Producing these restorations has helped the lab’s efficiency and therefore its bottom line. There’s less labor cost, and because you don’t have to put ceramics on it, there is no fee for a ceramist to build it up.

“It’s all pretty much computer generated. The only thing you really have to do is once they’re sintered you do shade them and sinter them-you just have to stain and glaze them,” Wayton explained. “So the process is shorter, they look  nice and they’re strong. It cuts down the labor costs on them, too.”

And not only is New Era Dental Arts seeing a nice return on its investment when compared with other types of crowns, but it’s also drumming up some outsource business from labs requesting they handle the BruxZir milling for them.

“We’re seeing a nice return on it.
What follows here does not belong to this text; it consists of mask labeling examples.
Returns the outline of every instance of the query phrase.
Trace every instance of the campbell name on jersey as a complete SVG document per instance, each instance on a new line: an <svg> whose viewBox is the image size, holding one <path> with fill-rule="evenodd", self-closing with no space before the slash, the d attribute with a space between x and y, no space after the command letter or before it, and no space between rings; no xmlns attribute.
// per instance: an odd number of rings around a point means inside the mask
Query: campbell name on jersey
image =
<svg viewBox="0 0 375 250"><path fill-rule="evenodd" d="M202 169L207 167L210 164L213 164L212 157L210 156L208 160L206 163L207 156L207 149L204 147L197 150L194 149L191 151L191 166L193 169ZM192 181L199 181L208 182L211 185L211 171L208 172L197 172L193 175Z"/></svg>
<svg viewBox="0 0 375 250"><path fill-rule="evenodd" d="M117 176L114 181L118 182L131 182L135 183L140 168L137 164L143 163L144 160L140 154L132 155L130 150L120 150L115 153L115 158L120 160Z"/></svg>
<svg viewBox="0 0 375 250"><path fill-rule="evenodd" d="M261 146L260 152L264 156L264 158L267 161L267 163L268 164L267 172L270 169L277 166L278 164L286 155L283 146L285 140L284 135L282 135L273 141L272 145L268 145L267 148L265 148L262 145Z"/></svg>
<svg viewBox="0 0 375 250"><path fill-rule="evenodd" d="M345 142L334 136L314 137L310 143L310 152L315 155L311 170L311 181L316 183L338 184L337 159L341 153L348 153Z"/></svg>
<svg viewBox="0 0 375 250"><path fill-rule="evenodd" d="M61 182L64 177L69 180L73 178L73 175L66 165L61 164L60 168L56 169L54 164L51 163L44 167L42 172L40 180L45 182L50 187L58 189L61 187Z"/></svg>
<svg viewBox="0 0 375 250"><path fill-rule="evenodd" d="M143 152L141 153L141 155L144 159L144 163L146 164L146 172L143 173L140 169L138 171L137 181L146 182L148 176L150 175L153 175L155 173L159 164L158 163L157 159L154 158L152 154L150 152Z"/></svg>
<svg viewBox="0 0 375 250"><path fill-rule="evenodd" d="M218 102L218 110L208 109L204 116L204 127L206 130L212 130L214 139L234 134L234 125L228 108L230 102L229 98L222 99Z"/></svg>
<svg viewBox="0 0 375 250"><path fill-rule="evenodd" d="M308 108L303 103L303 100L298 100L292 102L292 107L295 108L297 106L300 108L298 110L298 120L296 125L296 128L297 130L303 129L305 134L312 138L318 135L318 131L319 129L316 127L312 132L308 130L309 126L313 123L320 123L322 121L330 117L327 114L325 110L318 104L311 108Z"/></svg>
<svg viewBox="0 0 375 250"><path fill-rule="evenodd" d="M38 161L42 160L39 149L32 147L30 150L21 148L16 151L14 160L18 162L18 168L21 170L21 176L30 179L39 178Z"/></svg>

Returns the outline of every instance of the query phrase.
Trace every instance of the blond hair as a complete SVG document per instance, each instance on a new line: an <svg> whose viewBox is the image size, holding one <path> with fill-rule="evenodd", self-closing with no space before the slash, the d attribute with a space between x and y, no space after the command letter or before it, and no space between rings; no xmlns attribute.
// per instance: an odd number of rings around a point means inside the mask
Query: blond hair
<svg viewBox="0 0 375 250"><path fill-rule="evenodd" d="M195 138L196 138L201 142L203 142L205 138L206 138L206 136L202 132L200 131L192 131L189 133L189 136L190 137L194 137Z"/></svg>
It’s less expensive than our porcelain-to-zirconia crowns because once again you’ve got zirconia there but you also have got to build porcelain on it so it takes longer; you’ve got more labor involved and supplies,” he said. “So this is actually a cheaper alternative to even a PFM, porcelain-fused-to-metal crown. And obviously much cheaper than a gold crown, because with the gold prices, we’re billing some gold crowns for $300 to $400. The dentists obviously don’t like that so here’s your alternative.

“And if a lab wants these made we can make them. We do some work for some labs, too, so they’ll send us their models and we scan off them and make them for them and send them back unglazed and then they can stain and glaze them. So we do some sub-contract work that way and that’s increased. That helps us increase (revenues).”
In a short period of time this lab has already seen great results from offering BruxZir restorations.